La Bibbia greca dei LXX traducendo “furono visti nel luogo di Dio” non intendeva quindi sminuire la portata della visione, ma cercare invece di coglierne le dinamiche più profonde, l’itinerario negativo-discendente che porta Dio nel cuore dell’uomo e l’uomo nel cuore di Dio, fino a scoprirci raccolti in unità nel corpo dell’Agnello.

Ritorniamo a Mosè, Aronne, Nadab, Abiu e i 70 anziani. La Bibbia ci dice quindi che essi “videro Dio”! Ci rimane la domanda: cosa hanno visto? in cosa consiste la loro visione? E non riusciamo a definirlo in termini umani, fisici, sensoriali. Rispetto alle visione dei profeti il racconto di Esodo è estremamente sintetico, essenziale. Solo si dice che “sotto i suoi piedi vi era come un pavimento in lastre di zaffiro, limpido come il cielo” (e cercheremo più avanti di contemplare questo aspetto). Pero ora ascoltiamo questa parola scarna ed essenziale: essi… videro Dio!

Quello che già ora ci è chiaro è questa partecipazione di luce, questa chiamata alla comunione, all’alleanza, berît, che abbiamo già contemplato come «partecipazione di vita». Non cosa vediamo, ma come questa partecipazione ci trasfigura! Di come irradia di luce il nostro volto, così che tutti possano vedere in noi… il luogo di Dio!

Per ora noi ci fermiamo qui, come il popolo, ai piedi del monte. Guardando da lontano, come le donne e i discepoli che avevano seguito Gesù fin sul Calvario. Gesù!

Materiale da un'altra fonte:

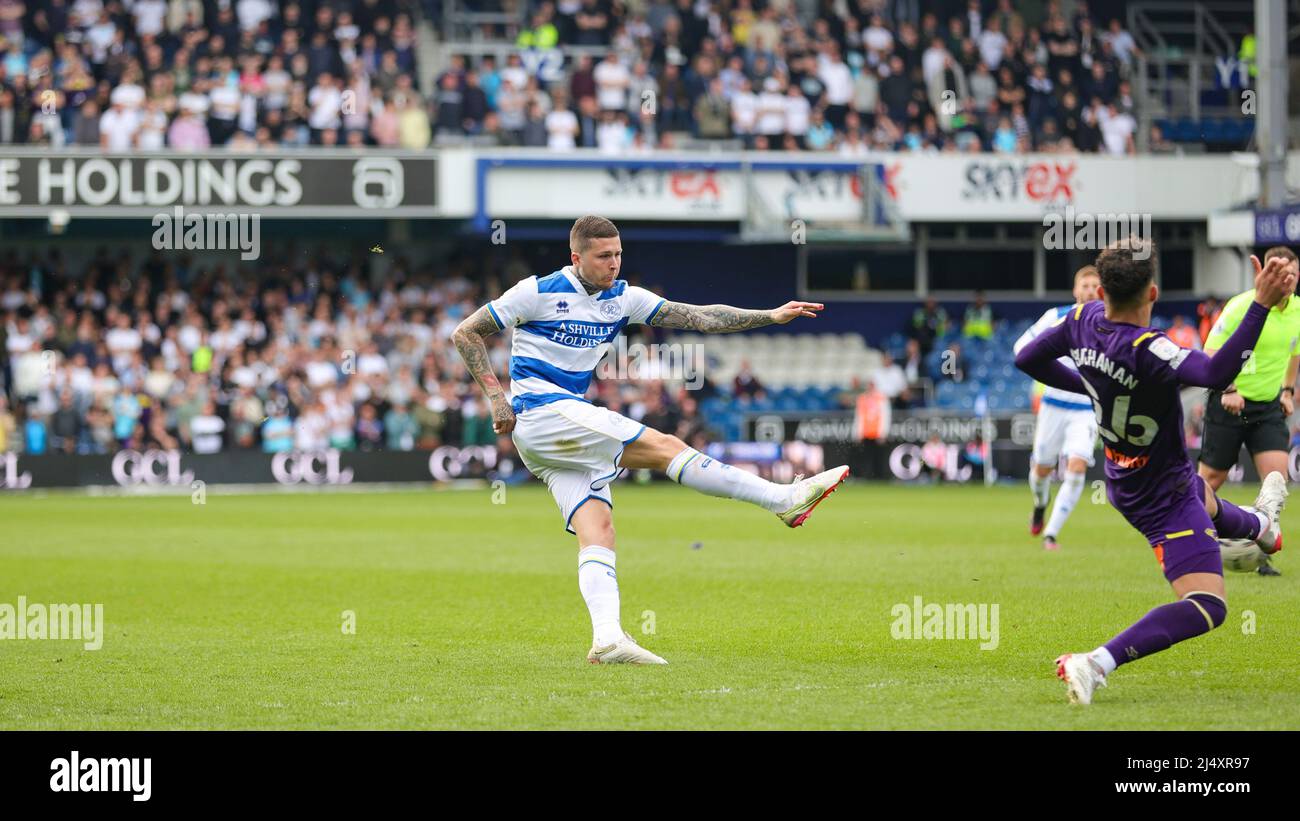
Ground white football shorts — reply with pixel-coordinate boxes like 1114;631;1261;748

Gesù! immagine e irradiazione della gloria del Padre,
chi vede te vede il Padre.
E noi vediamo te, carne della nostra carne,
sangue del nostro sangue…
Oh, mio Dio!
Ci hai creati a tua immagine e somiglianza,
e noi abbiamo tradito e deturpato
questa tua immagine santa.
Donaci, Signore, un cuore puro.
Donaci di accogliere il tuo Figlio,
e il soffio del tuo Spirito.
Gesù! Raccoglici nell’unità del tuo corpo immolato,
rinnova con il soffio del tuo Spirito
il nostro cuore, secondo il tuo cuore,
così che diveniamo in te
corpo dell’Agnello,
immagine redenta nella carità,
«luogo di Dio».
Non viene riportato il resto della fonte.